BREAKFAST WITH Barack Obama

MONDAY These cornflakes are real and they are everywhere. And I tell you this, Michelle, I say.

The packet may have been shaken, but the flakes will recover.

So it is with profound gratitude and great humility that I accept my breakfast cornflakes.

Michelle asks, Do I want milk? And to that I say this.

Our milk will come. Our milk will flow, and it will flow true. Our milk will flow smooth, and it will flow well chilled. But our milk will not flow if it is not poured.

So let me promise you this, Michelle. That milk will not pour itself over your flakes or my flakes. That milk will not pour itself over the flakes of the poor or the flakes of the rich, the flakes of the needy or the flakes of those folks who spend their lives in comfort. No, Michelle. To be poured, and—if the need has it—re-poured, the jug in which that milk dwells must first be lifted by ourselves.

TUESDAY Michelle asks, Do I want an egg?

In my life, Michelle, I say, I have learned that eggs may be found in unlikely places; that though eggs may come from chickens, they rarely remain with chickens. No: they spread themselves far and wide, often to end up on the great breakfast plates of America.

Eggs or flakes?, sighs Michelle.

I tell you this, Michelle. I reject as false the choice between our eggs, howsoever they may be served, and our flakes, from whichsoever packet they may be poured. We will not falter until we have harnessed our eggs and our flakes, and, with eyes fixed on the horizon, those two ingredients will combine to produce a great American breakfast of which our grandchildren may yet be proud.

WEDNESDAY Which came first, the chicken or the egg? Now, you may believe one thing and I may believe another.

But I promise you this. That egg and that chicken are two very different things. It avails us nothing to dip our toast in our chicken, nor to spit-roast our egg over our grill.
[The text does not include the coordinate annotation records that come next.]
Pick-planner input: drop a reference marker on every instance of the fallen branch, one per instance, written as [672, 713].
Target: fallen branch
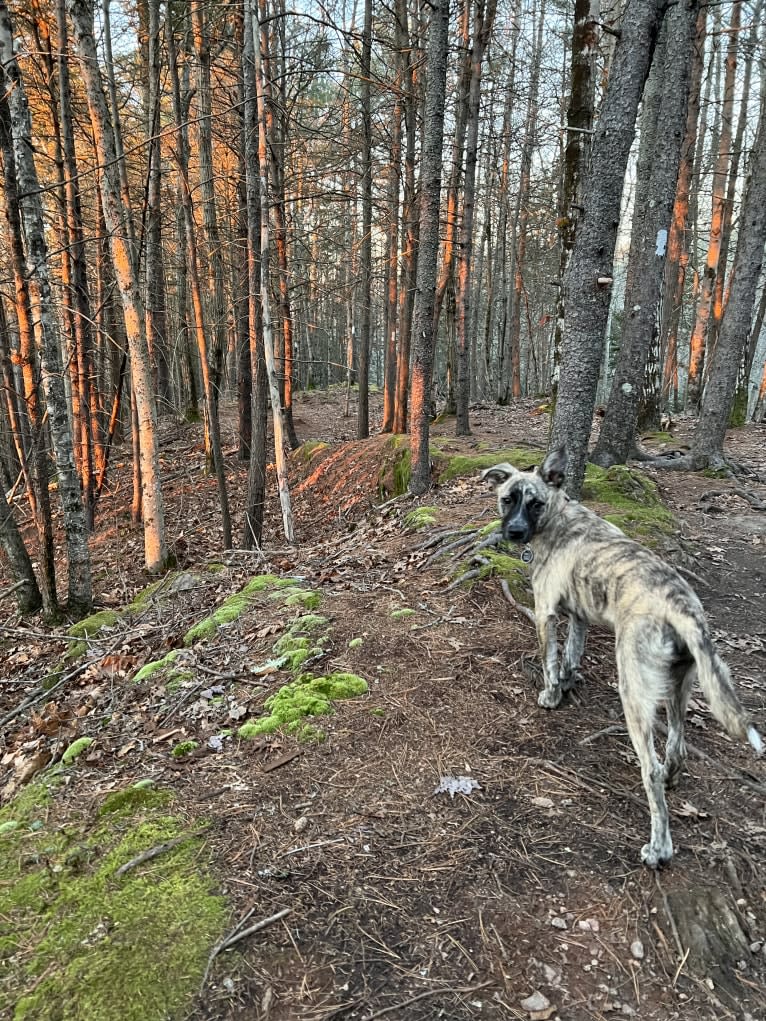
[457, 990]
[147, 856]
[238, 933]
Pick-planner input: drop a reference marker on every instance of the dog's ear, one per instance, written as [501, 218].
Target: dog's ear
[497, 475]
[554, 468]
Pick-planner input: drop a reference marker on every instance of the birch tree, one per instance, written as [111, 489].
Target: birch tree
[587, 282]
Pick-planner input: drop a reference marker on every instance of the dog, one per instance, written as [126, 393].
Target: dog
[585, 568]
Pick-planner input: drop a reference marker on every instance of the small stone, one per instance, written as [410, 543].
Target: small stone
[535, 1003]
[588, 925]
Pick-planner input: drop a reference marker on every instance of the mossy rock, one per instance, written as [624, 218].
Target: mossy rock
[630, 500]
[89, 627]
[451, 466]
[421, 518]
[306, 696]
[81, 943]
[505, 567]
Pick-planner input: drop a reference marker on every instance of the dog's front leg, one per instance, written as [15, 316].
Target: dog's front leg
[569, 673]
[552, 692]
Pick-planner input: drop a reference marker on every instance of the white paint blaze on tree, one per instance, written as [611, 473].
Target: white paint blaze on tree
[116, 215]
[45, 323]
[586, 284]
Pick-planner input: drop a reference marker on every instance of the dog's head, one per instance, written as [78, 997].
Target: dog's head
[524, 497]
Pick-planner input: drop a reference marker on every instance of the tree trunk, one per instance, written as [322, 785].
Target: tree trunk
[253, 526]
[210, 403]
[46, 327]
[577, 148]
[37, 439]
[699, 341]
[423, 320]
[659, 159]
[408, 55]
[117, 219]
[707, 445]
[678, 248]
[482, 30]
[363, 363]
[264, 174]
[587, 283]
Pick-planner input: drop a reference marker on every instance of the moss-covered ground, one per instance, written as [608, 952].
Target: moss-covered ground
[80, 942]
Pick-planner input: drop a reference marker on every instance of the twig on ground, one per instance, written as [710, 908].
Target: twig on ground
[446, 989]
[6, 592]
[146, 856]
[238, 933]
[529, 614]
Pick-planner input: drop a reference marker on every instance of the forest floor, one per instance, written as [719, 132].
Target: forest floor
[397, 901]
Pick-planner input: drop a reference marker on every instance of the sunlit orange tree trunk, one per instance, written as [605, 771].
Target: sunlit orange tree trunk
[116, 215]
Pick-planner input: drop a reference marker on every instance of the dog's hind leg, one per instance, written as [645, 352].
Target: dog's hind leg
[682, 676]
[569, 673]
[552, 692]
[640, 689]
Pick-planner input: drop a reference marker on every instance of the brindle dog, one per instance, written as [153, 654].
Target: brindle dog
[587, 569]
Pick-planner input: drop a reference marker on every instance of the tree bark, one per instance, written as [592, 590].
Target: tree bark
[659, 160]
[118, 222]
[699, 341]
[46, 326]
[707, 445]
[423, 320]
[483, 20]
[586, 285]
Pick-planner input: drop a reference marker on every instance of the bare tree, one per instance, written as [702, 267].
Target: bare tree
[423, 326]
[587, 282]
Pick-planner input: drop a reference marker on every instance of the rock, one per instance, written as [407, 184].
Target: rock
[535, 1003]
[588, 925]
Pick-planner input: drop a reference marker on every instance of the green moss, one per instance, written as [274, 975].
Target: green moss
[80, 943]
[90, 626]
[262, 582]
[184, 748]
[139, 795]
[298, 597]
[305, 696]
[155, 666]
[76, 749]
[629, 499]
[738, 415]
[421, 518]
[142, 600]
[469, 465]
[306, 450]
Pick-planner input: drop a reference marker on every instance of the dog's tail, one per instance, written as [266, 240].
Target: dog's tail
[716, 683]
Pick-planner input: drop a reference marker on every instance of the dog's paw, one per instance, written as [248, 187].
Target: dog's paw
[655, 858]
[549, 697]
[570, 680]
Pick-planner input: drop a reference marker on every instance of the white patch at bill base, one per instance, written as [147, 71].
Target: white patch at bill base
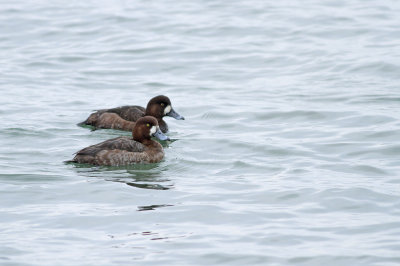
[167, 109]
[153, 130]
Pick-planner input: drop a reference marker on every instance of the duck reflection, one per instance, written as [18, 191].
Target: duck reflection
[153, 207]
[145, 176]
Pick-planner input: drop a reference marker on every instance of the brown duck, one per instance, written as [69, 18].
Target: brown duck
[124, 117]
[126, 150]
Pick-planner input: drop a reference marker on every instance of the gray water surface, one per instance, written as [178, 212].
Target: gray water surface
[289, 154]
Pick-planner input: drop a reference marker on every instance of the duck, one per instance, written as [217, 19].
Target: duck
[124, 117]
[125, 150]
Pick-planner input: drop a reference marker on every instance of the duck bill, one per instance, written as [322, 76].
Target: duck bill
[175, 115]
[160, 135]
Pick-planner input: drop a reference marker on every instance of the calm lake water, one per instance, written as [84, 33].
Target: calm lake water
[289, 153]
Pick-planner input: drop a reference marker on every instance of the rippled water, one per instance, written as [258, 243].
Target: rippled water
[289, 153]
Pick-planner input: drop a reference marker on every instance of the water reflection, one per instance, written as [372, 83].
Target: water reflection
[145, 176]
[153, 207]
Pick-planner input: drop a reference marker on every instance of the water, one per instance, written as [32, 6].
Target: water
[289, 153]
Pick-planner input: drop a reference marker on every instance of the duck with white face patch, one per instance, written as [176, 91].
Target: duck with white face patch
[127, 150]
[124, 117]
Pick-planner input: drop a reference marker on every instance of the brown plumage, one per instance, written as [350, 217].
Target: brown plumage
[125, 150]
[123, 117]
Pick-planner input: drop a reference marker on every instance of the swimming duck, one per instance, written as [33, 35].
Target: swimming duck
[126, 150]
[124, 117]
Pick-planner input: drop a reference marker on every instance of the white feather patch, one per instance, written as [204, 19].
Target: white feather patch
[167, 109]
[153, 130]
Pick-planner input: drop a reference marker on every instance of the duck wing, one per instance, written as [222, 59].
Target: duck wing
[129, 112]
[120, 143]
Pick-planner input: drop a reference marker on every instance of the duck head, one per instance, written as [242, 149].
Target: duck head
[160, 106]
[147, 127]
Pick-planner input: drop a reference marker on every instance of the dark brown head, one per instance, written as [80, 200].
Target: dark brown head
[147, 127]
[160, 106]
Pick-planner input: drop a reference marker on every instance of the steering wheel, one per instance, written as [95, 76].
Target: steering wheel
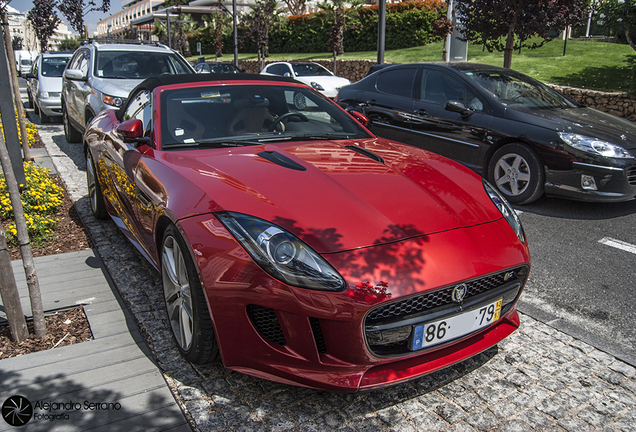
[278, 120]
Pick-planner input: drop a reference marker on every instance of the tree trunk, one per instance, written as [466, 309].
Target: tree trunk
[510, 41]
[9, 294]
[629, 39]
[26, 153]
[39, 326]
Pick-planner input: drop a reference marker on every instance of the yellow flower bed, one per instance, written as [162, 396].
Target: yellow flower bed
[41, 199]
On those points we find agreement. And it is our agreements that make us what we are today.

THURSDAY This morning, I say to my wife and my girls, the waffles we face are real. They will not go away. Commeal waffles, buckwheat waffles, pumpkin waffles, chicken ’n’ waffles. The waffles we face are serious and manifold.

In my life, I tell Sasha and Malia, I have learned that there are three ways to eat a waffle. With a spoon. With a fork. Or with a spoon and fork. I put the choices before them. You may eat your waffle with a spoon. Or you may eat your waffle with a fork. Or—and this is the choice awaiting you, and that shall one day await us all—you may prefer to eat your waffle with, yes, both a spoon and a fork. So which is it to be?
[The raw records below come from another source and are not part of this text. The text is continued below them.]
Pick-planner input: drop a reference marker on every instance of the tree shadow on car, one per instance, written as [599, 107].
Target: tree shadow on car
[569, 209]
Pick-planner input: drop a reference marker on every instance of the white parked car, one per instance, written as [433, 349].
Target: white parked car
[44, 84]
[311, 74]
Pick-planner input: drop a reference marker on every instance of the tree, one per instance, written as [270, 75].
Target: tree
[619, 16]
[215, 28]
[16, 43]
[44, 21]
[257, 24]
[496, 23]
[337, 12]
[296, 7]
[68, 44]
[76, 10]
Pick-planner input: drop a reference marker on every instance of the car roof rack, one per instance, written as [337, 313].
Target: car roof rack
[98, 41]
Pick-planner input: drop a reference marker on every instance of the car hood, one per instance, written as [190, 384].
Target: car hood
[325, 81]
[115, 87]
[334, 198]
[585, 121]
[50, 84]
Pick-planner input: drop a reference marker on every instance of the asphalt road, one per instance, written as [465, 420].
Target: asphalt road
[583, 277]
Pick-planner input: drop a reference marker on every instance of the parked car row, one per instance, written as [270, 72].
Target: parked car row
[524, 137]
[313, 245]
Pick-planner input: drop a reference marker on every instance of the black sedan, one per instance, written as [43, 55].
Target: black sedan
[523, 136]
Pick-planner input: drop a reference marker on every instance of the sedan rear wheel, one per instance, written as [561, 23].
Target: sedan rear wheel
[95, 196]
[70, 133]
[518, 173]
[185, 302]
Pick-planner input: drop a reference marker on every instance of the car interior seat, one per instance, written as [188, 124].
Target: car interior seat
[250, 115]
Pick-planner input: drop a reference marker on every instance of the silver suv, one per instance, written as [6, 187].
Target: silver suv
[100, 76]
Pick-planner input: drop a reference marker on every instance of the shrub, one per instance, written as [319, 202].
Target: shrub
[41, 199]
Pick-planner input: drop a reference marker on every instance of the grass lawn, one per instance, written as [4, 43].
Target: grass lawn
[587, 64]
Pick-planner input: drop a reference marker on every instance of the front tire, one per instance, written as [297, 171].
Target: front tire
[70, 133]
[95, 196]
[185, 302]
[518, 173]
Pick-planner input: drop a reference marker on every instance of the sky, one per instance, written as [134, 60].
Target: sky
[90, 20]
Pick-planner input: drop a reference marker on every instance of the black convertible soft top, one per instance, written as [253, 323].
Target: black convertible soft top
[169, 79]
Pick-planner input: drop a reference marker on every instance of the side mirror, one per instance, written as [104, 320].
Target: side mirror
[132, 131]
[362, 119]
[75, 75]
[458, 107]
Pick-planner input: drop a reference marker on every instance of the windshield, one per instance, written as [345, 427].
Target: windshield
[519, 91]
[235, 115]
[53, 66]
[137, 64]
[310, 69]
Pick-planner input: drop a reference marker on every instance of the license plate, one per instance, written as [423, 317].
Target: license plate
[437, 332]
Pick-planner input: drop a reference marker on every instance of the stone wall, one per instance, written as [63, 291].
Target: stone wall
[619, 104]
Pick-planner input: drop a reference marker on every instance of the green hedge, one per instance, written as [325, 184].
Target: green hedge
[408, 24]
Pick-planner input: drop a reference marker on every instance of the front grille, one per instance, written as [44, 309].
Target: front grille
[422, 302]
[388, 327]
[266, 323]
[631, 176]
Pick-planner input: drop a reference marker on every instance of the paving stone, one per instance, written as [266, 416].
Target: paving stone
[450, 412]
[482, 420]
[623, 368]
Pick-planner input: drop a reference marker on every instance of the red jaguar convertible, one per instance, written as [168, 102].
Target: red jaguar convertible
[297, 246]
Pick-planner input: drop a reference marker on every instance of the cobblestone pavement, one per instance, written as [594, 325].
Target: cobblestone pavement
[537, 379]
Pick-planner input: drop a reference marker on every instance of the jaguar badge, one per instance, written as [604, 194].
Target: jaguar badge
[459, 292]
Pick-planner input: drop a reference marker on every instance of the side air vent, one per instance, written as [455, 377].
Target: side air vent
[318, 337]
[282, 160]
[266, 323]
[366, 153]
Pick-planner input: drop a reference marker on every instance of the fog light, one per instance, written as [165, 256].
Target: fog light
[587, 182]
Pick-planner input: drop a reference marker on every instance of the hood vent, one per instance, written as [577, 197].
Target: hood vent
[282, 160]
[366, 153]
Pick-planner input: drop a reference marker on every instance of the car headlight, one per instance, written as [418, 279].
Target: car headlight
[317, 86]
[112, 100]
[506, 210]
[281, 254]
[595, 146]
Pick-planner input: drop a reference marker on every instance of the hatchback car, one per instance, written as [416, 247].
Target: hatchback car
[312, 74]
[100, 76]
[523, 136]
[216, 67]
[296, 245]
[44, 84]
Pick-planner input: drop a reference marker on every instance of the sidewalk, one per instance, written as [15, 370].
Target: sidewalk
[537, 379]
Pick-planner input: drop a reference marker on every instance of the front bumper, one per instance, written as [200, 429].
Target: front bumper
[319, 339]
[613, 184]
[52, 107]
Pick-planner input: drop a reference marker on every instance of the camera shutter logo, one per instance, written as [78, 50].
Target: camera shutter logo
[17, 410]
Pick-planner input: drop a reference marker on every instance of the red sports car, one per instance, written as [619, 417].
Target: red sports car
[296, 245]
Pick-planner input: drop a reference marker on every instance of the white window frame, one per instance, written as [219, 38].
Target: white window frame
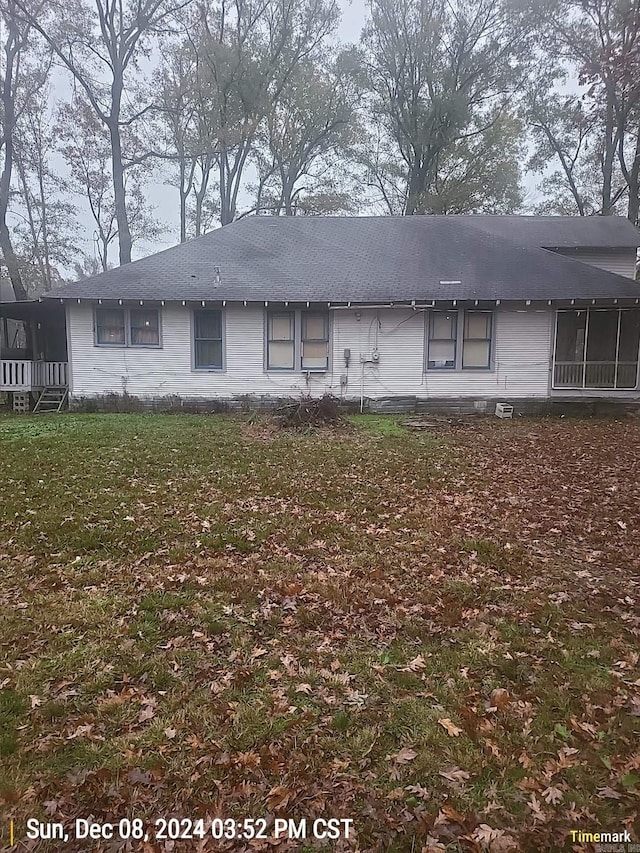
[297, 315]
[126, 313]
[461, 315]
[223, 362]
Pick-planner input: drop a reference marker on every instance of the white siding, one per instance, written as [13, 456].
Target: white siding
[619, 261]
[520, 369]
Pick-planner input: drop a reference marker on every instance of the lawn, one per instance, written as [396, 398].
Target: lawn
[433, 634]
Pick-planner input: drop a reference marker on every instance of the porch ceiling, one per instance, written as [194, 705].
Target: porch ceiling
[34, 310]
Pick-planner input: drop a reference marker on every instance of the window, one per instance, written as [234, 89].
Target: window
[127, 327]
[476, 345]
[315, 341]
[207, 335]
[459, 344]
[281, 341]
[596, 348]
[145, 330]
[110, 326]
[297, 340]
[443, 327]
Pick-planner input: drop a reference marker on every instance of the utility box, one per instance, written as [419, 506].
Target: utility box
[504, 410]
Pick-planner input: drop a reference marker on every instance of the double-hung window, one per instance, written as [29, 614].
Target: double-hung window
[443, 327]
[297, 340]
[459, 340]
[110, 326]
[207, 337]
[314, 350]
[127, 327]
[476, 344]
[281, 346]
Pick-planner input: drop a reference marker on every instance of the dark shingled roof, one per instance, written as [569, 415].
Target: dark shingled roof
[376, 259]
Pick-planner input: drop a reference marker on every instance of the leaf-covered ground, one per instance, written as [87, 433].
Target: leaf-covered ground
[435, 635]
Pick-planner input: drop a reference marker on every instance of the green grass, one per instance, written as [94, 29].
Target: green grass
[194, 617]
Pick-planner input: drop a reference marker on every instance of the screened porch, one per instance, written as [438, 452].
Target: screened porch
[597, 348]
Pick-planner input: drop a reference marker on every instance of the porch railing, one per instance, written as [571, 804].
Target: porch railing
[17, 375]
[595, 374]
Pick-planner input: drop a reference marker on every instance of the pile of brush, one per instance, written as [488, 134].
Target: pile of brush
[310, 412]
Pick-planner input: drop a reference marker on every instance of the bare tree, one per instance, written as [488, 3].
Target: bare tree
[45, 230]
[307, 132]
[19, 78]
[100, 50]
[601, 40]
[440, 71]
[251, 51]
[85, 146]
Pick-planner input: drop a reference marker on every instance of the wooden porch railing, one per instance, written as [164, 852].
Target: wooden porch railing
[595, 374]
[16, 375]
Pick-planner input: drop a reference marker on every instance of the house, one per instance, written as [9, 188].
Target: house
[401, 312]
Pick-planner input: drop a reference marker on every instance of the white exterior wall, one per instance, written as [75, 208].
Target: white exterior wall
[619, 261]
[521, 363]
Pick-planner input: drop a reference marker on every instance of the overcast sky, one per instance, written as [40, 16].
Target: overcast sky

I pause, and look up from my breakfast podium. The girls are already halfway through eating their waffles. With their hands.

We could not wait for you to finish, Daddy, they say.

FRIDAY That we are at the culmination of an extraordinary weekday-breakfast schedule is now well understood. So I ask my family to heed this lesson. Each of us—Michelle, Sasha, Malia Ann—has the freedom to make of our own breakfast what we may. But this let us never forget: We have the obligation to pass the salt to those among us who are unable to reach for it themselves. And the pepper too. Let us not forget the pepper.